Question.
What references do you recommend that dryly/precisely discuss differences between
(0) Trying to prove $\neg\mathrm{Con}(\mathrm{PA})$.
(1) Trying to exhibit an actual contradiction in $\mathrm{PA}$.
Remarks.
(0) While this is rather irrelevant for the question, I mention that I am currently neither trying to do (0), nor (1), rather would like to check a few things around this, to learn something that would take long to spell out here.
(1) Hoping for some brief relevant pointers, by people working in mathematical logic, to relevant literature, I keep this short and do not try to make precise what $\neg\mathrm{Con}(\mathrm{PA})$ and "to exhibit an actual contradiction" in (0) and (1) mean. This is an important and well-known distinction, occurring in relevant discussions of this topic.
The phrases you've quoted are informal, and as such can be interpreted in different ways. I think the most natural interpretations, however, are:
To "exhibit an actual contradiction in PA" means to find a formal proof - e.g. in the sense of sequent calculus - of "$0=1$" from the axioms of PA. Note that a formal proof is computer-verifiable, so this really is a totally airtight notion: if you claim to have an actual contradiction from PA, that's an objective statement and can be objectively verified.
To "prove that PA is inconsistent" means to prove the statement "PA is inconsistent" (appropriately coded) in some theory, possibly other than PA, which we are confident is $\Sigma^0_1$-correct. This is a somewhat informal notion, on two counts: "appropriately coded" and "we are confident" are each informal properties, and each is reasonably subtle. That said, once we fix a representation $\varphi$ of "PA is inconsistent" in some fixed language (e.g. the language of arithmetic, or the language of set theory) and some theory $T$ in the appropriate language, this can become totally objective if we interpret "prove" as "produce a formal proof from the axioms of $T$).

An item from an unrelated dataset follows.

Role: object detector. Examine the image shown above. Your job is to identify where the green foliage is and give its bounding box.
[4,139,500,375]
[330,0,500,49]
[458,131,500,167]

These are obviously in principle different tasks; however, most logicians agree that in practice they amount to the same thing. Namely, if some theory $T$ which is stronger than PA proves that PA is inconsistent, I think this would cause most logicians to doubt the $\Sigma^0_1$-correctness of $T$, rather than the consistency of PA; and most logicians are confident in the appropriateness of the representation of "PA is inconsistent" in the language of PA (although this has been studied) - so the non-objective parts of the second task are removed (work in PA itself, and use the usual coding). Meanwhile, if PA proved "PA is inconsistent," it is likely that this proof would easily yield an actual contradiction, even though a priori PA could be consistent even if it proved its own inconsistency.
I don't know a specific source which discusses this, but when in doubt: define your terms and phrases precisely, and then you don't need another source to clarify what you mean. And that said, I believe the above captures accurately how these phrases are used in logic the vast majority of the time.